GemmaRose, I understand where you are coming from, but I must critique your thoughts. Please understand I do so in a spirit of understanding, and in a spirit of love.
It’s obvious from the opening sentence that this article is written with the view of Mass being a cozy “God & me” experience. What about the Mass being the community worshipping together?
It is true that our faith involves community. God created us this way. However, this community exists not as anything at all in its own right, but only as it directly relates to God. In other words, we are a community for the sake of worshipping God, not merely for the sake of enjoying one another.
Certainly enjoying one another in community has its place. In fact, this is critical to an orthodox understanding of the faith. What msut not be lost is that even this is related to God. Perhaps one of St. Thomas’ teachings on Heaven will illustrate the point. He taught that man’s fulfillment comes entirely in God. In Heaven, he said, man does not attain to any greater happiness due to the community of the saints than he receives from the vision of God. Man’s beatitude lies in God alone.

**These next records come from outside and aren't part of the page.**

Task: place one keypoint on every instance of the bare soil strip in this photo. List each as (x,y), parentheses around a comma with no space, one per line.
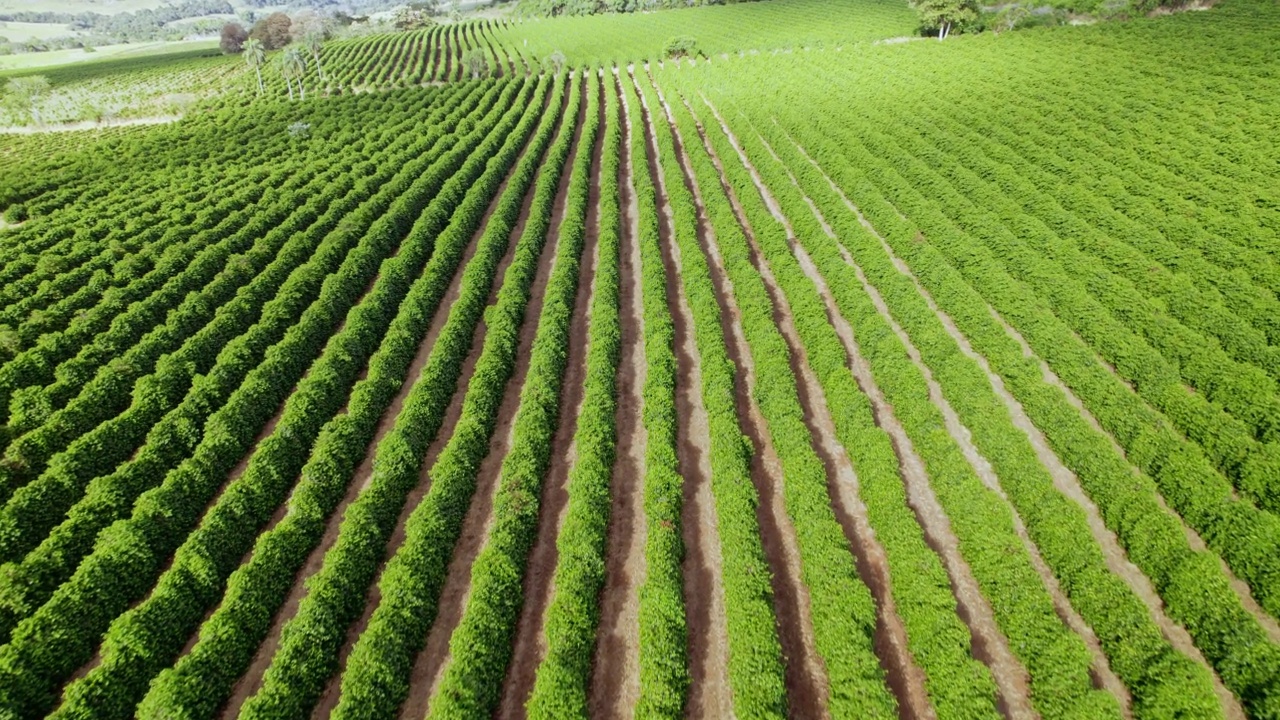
(709,693)
(615,686)
(329,700)
(990,645)
(1068,483)
(250,683)
(903,674)
(530,643)
(232,477)
(1101,669)
(804,673)
(430,662)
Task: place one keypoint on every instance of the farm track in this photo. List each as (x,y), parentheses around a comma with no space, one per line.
(1238,587)
(923,460)
(903,674)
(615,683)
(709,693)
(453,411)
(251,680)
(805,675)
(530,645)
(430,662)
(1064,478)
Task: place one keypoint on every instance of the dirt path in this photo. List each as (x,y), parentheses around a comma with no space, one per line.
(615,684)
(530,643)
(903,674)
(430,662)
(804,673)
(329,698)
(709,693)
(231,478)
(1065,479)
(250,683)
(1101,668)
(988,643)
(1066,483)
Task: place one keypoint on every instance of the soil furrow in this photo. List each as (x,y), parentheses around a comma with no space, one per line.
(1101,668)
(430,662)
(1141,583)
(615,686)
(530,643)
(250,683)
(709,693)
(329,700)
(231,478)
(804,673)
(1066,483)
(903,674)
(990,645)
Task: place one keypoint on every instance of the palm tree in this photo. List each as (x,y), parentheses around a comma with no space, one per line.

However, those in Heaven do rejoice in the joy of one another in seeing the face of God. The community of saints in Heaven
do, then, find happiness in one another, but it is in the relationship of one another to God in which this happiness lies. It is out of love for one another that they are joyous because their brothers and sisters are able to see God and rejoice in Him as they do.
So the community of faith matters, and there is proper happiness in friends and loved ones, but it is in its highest and most authentic sense due to the relationship with God. We see a glimmer of this on earth insofar as we often take the most joy in seeing the happiness of those we love, rather than in our own happiness. However, most of the time, we do not see this reality altogether, thanks to the sin which burdens us. No matter how devout we are, almost all of us have a hard time seeing our relationships with others in total line with these fundamental realities. Some, Saints Francis of Assisi and John of the Cross coming to mind, did achieve this on this side of Heaven.

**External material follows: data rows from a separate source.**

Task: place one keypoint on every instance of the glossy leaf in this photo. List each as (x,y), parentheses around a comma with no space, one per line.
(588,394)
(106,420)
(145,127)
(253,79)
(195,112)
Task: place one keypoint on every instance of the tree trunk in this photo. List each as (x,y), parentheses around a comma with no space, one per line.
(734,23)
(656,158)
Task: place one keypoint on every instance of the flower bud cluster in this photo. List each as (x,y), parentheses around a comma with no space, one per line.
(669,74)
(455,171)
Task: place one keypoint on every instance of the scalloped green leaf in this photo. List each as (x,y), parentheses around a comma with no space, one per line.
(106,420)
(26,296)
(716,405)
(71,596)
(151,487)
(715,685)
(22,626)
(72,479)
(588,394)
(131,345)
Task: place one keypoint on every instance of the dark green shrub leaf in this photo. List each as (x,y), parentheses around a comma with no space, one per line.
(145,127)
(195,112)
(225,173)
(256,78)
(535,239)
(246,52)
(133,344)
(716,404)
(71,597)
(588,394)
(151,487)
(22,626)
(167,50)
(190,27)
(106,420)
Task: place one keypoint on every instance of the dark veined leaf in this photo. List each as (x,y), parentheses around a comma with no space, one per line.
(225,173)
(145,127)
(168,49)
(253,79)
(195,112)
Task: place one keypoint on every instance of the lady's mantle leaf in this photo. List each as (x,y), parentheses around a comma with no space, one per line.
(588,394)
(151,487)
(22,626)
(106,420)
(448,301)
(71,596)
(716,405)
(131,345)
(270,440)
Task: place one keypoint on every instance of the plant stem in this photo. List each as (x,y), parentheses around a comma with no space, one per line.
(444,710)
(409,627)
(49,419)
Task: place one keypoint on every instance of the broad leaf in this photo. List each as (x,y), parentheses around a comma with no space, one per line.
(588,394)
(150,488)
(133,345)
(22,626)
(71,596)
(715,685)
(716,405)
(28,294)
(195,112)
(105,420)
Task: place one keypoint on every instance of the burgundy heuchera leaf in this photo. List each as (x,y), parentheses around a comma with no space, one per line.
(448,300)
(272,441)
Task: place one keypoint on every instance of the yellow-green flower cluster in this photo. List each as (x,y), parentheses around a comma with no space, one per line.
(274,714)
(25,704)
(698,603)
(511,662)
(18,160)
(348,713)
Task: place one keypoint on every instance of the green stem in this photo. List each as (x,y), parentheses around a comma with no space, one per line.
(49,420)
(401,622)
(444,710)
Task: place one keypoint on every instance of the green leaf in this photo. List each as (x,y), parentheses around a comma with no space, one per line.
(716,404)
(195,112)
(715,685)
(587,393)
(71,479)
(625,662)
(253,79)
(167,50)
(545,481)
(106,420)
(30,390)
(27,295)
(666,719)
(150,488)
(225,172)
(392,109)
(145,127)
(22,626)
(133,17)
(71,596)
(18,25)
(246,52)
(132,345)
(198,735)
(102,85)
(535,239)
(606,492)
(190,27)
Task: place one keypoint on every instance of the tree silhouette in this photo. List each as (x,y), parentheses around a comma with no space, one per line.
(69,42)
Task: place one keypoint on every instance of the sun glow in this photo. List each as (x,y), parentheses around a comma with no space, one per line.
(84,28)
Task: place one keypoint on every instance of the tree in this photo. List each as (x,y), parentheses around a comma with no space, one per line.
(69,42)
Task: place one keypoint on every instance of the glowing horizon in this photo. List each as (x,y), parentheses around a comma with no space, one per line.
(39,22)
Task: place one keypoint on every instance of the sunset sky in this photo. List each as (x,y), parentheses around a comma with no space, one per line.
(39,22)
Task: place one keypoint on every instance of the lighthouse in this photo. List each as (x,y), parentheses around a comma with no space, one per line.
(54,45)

Now the Liturgy is directed entirely at the worship of God. It is a very - indeed the most - God-centric component of our lives. It is the highest form of prayer, as you certainly know. In the Liturgy, we give the most complete, authentic and the highest worship to God that man is capable of. It is when we join in the heavenly worship of the angels and the saints. It is a worship that is mystically lifted up above our natural humanity by the power of the Holy Spirit and the presence of Christ in the Eucharist. It is not conformed in the slightest way to our fallen nature, but rather is a supernatural and wholely authentic worship that is only possible because it is in reality Christ who is doing the worshipping.
In the Mass, a fallen people worship God in an entirely unfallen manner. Thus, it will sometimes not match the apparent desires of our hearts or our own experiences. This is why people on occasion say they are not being fed at Mass: their natural desires are not being fulfilled, while behind the veil of our fallen humanity, the true desires of their heart are being fed with the infinity of the Bread of Life. One of those natural desires is the desire to focus on the sense of community in a way that is not entirely based on an properly ordered relationship with God. There is certainly nothing at all wrong with this desire. The problem is in the
way the desire is understood by fallen man. The Mass is entirely about God, and because God loves us, it is about us, but in a way very intimately tied to its relationship with Him.
This does
not exclude the sorts of music, the particular understanding of community, or the lyrical styles which you [at least seem] to be defending from authentic Christian worship. We are here on earth, and we do not now posess the beatific vision. It is entirely appropriate and in most cases good to desire and participate in praise and worship music, to celebrate community, and to do the other sorts of things we speak of. Where it is not appropriate is in the Mass which is really an entirely different sort of worship with an entirely different purpose.
I often take efforts to point out to people that one of the reasons Protestants feel so uncomfortable at the Mass, and why many Catholics feel very out of place when attending a Protestant service, is that people tend to view the Mass and the Protestant service as two different ways of doing the same thing. In other words, both Catholics and Protestants go to Church Sunday mornings, they just do things differently there, or have a different structure. In reality, they are two entirely different things with two entirely different purposes.
The Protestant service is intended to worship God, but it does so through the means of spiritually feeding the congregation. The music lifts the souls of the congregation up, the service is centered around instruction - that is, the pastor’s sermon - and the people celebrate their community of faith. Certainly these are all types of worship, and important ones. We worship God in our daily lives by obeying His commands, and so instruction in this is indeed a very important variety of worship.